Papon reconnaît qu'il faisait bien acte de déportation

Le président Castagnède " Maître Varaut, vous souhaitez intervenir. "

Maître Varaut " Je souhaite verser aux débats un article de Simone Weill dans " La Vie ", qui dit que le procès de Papon est inutile et n’amènera rien. Je m’indigne aussi contre les propos de Jean-Marie Le Pen. "

Maître Klarsfeld " Je ne vois pas l’intérêt de verser cette pièce au dossier, Simone Weill a toujours été contre les procès pour crimes contre l'humanité. Elle était contre le procès Touvier. Elle était contre le procès Barbie. Elle était contre les procès Bousquet et Leguay. Quant aux propos de Varaut sur Le Pen, s’il se présente aux élections, il pourra compter sur les voix juives et sur les voix de l’extrême-droite. "

Maître Levy " On a entendu les propos d’un homme sur la vie publique, mais en aucun cas, ceux de l’accusé. On aurait aimé, on aimerait entendre l’accusé s’exprimer sur ce point. "

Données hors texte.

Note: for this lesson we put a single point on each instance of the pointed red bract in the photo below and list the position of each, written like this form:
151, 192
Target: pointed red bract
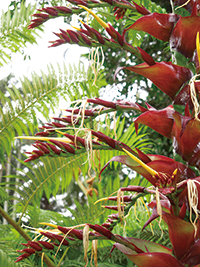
168, 77
159, 120
159, 163
186, 132
156, 254
158, 25
183, 38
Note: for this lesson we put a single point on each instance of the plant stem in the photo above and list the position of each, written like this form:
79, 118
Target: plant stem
20, 230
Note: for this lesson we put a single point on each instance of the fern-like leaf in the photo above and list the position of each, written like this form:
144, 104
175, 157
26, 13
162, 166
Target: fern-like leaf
14, 32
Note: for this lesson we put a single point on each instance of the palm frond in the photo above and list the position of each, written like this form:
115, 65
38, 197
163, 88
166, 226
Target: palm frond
19, 110
14, 33
45, 178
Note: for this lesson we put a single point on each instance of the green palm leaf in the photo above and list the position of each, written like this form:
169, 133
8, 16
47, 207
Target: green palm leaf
14, 33
20, 109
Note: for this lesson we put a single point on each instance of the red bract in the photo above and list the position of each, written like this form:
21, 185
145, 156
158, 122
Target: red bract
186, 133
168, 77
158, 25
159, 120
161, 164
183, 38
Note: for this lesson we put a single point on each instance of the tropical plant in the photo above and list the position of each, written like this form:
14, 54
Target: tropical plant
174, 191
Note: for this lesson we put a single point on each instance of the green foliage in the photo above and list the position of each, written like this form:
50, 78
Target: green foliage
14, 34
19, 110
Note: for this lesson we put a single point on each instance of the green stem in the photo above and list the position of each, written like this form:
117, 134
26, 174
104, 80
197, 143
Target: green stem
20, 230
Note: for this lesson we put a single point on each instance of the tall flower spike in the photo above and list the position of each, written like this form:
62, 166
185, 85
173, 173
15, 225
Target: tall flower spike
100, 21
198, 47
40, 138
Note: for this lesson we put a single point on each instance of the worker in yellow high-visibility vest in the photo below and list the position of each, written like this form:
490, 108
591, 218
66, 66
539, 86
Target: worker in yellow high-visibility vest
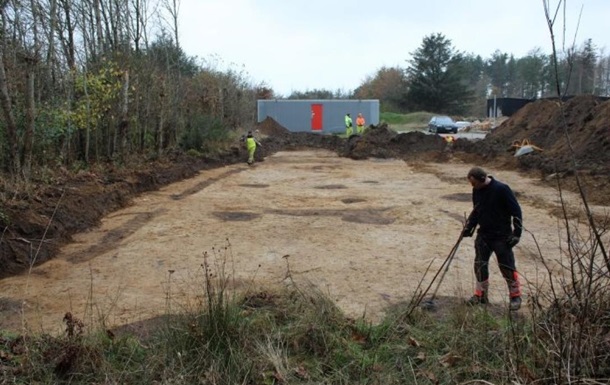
348, 125
360, 124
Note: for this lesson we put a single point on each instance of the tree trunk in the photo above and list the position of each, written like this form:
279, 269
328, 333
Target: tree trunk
124, 122
11, 126
30, 121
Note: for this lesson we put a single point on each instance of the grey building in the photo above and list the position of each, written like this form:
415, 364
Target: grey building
323, 116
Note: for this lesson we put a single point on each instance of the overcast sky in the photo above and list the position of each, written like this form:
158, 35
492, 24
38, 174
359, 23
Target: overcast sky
300, 45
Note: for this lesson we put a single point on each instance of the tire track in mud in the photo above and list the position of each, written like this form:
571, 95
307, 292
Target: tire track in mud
114, 237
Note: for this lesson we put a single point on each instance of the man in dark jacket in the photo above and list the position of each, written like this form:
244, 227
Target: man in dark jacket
495, 208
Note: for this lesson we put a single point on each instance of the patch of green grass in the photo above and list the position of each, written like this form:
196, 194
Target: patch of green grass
291, 335
415, 121
420, 118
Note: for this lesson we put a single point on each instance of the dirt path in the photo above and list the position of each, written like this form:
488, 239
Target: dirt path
364, 232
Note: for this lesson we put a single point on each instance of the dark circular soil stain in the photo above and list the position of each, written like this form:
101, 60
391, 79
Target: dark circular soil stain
352, 200
254, 185
235, 215
458, 197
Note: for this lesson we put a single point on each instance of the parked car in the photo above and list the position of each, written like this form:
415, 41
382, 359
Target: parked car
442, 125
462, 125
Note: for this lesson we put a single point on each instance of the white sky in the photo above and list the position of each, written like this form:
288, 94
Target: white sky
300, 45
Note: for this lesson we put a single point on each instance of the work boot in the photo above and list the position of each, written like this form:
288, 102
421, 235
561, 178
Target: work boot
515, 304
477, 300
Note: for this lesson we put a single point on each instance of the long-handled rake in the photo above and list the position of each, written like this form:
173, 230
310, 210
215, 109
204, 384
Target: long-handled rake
429, 304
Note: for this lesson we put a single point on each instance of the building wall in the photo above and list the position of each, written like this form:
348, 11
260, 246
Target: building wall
296, 115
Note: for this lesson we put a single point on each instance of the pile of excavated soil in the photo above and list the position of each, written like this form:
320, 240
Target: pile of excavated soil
575, 132
270, 126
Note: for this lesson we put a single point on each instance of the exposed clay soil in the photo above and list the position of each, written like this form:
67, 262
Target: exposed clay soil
360, 218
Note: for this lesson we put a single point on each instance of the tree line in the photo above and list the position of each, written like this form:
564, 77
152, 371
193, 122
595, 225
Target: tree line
438, 78
85, 81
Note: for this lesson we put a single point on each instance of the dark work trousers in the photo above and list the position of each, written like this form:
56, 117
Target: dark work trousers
506, 260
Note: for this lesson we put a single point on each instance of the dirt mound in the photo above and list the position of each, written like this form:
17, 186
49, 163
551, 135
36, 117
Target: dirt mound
381, 142
271, 127
545, 124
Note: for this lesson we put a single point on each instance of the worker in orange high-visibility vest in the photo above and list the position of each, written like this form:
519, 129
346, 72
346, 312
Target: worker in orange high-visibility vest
360, 124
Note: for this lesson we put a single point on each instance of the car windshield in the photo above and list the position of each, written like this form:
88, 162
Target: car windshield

Maître Favreau " Il faut que nous gardions notre dignité. Il faut que la justice continue sans que les politiques n’y mettent leur nez. "

Maître Mairat revient lui aussi sur les propos de Maître Varaut.

Maître Jakubowicz " Je souhaite revenir sur les propos de Le Pen et sur sa remise en cause de la Shoah et des chambres à gaz. Le premier à avoir utilisé cette expression de " point de détail " est Hermann Goering au cours du procès de Nuremberg. Je pense que l’information était utile. " Maître Jakubowicz rappelle que Maître Varaut a écrit un livre sur le procès de Nuremberg.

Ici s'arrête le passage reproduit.